Three American crewmen of TWA Flight 847 were held aboard the plane, although there was some indication after Friday's protest demonstration that they, too, may have been taken off.
Berri, who also is justice minister in the nominal government of this war-ravaged land, has taken responsibility for the hostages' welfare.
The hijacking began June 14 when two Shia gunmen seized the plane after it left Athens for Rome and forced it to shuttle between Beirut and Algiers. Most of the 153 passengers and crew on board when it was seized were freed during stops at the two Mediterranean capitals, but a U.S. Navy petty officer, Robert Dean Stethem, 23, of Waldorf, Md., was shot to death and dumped from the plane during a stop in Beirut.
Friday's rally, the first major demonstration here in support of the hijackers, involved about 700 men and women who marched out of the Shia slums adjacent to the airport in a long, noisy column, shouting their slogans.
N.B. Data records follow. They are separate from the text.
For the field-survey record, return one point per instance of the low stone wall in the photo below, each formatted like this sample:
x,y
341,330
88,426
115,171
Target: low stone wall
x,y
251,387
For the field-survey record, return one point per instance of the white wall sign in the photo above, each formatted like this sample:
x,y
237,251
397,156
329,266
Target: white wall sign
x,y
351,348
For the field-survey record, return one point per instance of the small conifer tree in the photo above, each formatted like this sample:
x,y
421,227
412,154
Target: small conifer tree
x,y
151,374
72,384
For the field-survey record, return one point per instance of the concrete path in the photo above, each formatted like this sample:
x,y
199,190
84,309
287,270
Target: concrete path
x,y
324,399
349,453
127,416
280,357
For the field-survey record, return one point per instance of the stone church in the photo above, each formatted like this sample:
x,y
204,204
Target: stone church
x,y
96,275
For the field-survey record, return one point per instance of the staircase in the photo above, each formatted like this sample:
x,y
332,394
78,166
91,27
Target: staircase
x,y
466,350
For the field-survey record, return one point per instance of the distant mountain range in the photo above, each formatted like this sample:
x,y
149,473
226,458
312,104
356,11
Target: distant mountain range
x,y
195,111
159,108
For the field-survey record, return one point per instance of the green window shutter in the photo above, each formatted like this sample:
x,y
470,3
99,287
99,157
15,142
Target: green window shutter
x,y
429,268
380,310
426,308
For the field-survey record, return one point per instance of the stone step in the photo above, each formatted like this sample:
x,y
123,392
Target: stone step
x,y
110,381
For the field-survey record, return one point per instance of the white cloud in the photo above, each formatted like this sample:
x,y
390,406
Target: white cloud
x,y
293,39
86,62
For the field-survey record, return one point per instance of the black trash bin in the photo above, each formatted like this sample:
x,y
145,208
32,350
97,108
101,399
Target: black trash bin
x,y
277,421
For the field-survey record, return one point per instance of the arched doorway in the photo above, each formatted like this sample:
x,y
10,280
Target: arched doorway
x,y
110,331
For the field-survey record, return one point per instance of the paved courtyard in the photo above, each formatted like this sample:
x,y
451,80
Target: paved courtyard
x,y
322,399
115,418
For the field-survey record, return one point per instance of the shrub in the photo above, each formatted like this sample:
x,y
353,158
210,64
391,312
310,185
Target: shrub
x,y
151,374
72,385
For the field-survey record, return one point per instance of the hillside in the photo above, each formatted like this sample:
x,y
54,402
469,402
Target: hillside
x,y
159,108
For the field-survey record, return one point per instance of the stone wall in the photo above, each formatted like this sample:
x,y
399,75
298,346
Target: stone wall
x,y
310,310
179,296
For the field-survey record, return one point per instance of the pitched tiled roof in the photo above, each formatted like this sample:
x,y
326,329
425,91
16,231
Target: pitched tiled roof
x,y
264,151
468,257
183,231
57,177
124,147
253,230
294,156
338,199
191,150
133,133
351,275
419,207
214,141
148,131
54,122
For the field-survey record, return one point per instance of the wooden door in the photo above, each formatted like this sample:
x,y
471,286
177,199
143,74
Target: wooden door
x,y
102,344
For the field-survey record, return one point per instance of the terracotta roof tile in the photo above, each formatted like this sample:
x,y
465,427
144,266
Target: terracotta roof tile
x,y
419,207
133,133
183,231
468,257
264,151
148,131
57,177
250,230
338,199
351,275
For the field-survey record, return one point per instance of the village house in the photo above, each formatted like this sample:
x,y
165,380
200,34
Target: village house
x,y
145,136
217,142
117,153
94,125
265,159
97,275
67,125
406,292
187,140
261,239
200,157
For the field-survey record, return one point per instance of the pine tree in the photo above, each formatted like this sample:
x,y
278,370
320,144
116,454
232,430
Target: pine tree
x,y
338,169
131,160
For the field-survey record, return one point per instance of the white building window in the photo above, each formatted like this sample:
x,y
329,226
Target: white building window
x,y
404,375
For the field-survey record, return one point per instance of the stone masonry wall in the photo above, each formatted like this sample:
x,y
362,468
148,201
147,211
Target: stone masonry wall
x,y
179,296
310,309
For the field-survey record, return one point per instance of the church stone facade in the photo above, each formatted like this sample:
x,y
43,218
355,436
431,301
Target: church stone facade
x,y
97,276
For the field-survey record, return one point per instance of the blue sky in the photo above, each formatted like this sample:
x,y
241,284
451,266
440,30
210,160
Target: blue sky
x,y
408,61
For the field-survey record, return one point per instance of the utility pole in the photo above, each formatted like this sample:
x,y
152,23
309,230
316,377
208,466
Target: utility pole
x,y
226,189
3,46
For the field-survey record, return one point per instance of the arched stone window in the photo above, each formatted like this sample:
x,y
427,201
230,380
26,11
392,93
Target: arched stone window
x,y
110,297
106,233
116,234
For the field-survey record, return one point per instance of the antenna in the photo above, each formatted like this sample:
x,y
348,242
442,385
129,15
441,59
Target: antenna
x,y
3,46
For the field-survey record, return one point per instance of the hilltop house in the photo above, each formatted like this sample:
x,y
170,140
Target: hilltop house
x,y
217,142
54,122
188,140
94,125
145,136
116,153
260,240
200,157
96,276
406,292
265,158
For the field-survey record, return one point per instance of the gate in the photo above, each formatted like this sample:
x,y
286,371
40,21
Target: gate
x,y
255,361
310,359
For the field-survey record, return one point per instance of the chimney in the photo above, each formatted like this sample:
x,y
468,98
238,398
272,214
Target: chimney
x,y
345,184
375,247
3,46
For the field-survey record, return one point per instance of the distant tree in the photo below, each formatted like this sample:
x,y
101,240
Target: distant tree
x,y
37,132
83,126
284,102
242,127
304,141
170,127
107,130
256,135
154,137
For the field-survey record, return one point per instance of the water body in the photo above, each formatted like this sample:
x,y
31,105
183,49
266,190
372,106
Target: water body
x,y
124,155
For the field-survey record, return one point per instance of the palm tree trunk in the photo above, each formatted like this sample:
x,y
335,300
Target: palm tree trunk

The outsize likenesses of Khomeini glowered from above the marchers, as they did at similar scenes during the 444 days that American hostages were held in Iran.
Half the crowd marched to within 600 yards of the parked jetliner, led by three carloads of gunmen from the Hezbollah (Party of God), the radical Shia group that organized the demonstration.
There were brief scuffles with Amal militiamen, who control the battle-scarred airport south of Beirut.
Dozens of Amal militiamen ringed the plane, brandishing automatic rifles and pistols, apparently fearing that the demonstrators might surge toward it.
"Where are they (the demonstrators) now? Try and keep them away," a hijacker in the cockpit shouted by radio to the airport control tower.
The plane then taxied to a distant corner of the airport, but it was not clear whether Capt. John L. Testrake and his two American crewmen were at the controls.
"All the foreigners have been taken off the plane," an airport source said without elaborating.
Three gunmen with the Hezbollah group, their heads covered by blue hoods, told the crowd to stay back. A mobile staircase was moved close to the crowd, and a Shia clergyman in a white turban mounted it with a bullhorn to thunder imprecations against the United States and Israel.
'The Arrogant World'
A member of the hooded trio identified himself as one of the hijackers and read a brief statement from the staircase.
He said that the hijackers' main goals are the release of the Lebanese prisoners held by Israel and "to declare to the arrogant world that we, as deprived people, are able to rub America's nose in the mud."
"We are not terrorists and we want a peaceful solution without bloodletting, because we respect the blood of all people, even the American blood," he said.
"We tell America and Israel that until now we haven't acted negatively. But we can't be patient for a long time . . . and you will see what you don't like if you don't respond to our demands."
Bearded men wearing green Islamic headbands and waving black flags proclaimed "God is great!" Joined by scores of women clad in head-to-toe black chadors, they made clenched-fist salutes and shouted: "Death to the great Satan, capitalist America!"
A young boy, almost lost in the angry crowd, held a banner aloft that read: "America Is the Mother of Terrorism."
A demonstrator who identified himself as Khalil said: "Many of us have been buying explosives to stop the Americans if they come. You only need explosives and cars to face any army."
The protesters dispersed after about two hours. As they left the airport, they halted at the former U.S. Marine headquarters on the perimeter and paid homage to the driver of a suicide truck bomb that killed 241 American servicemen Oct. 23, 1983.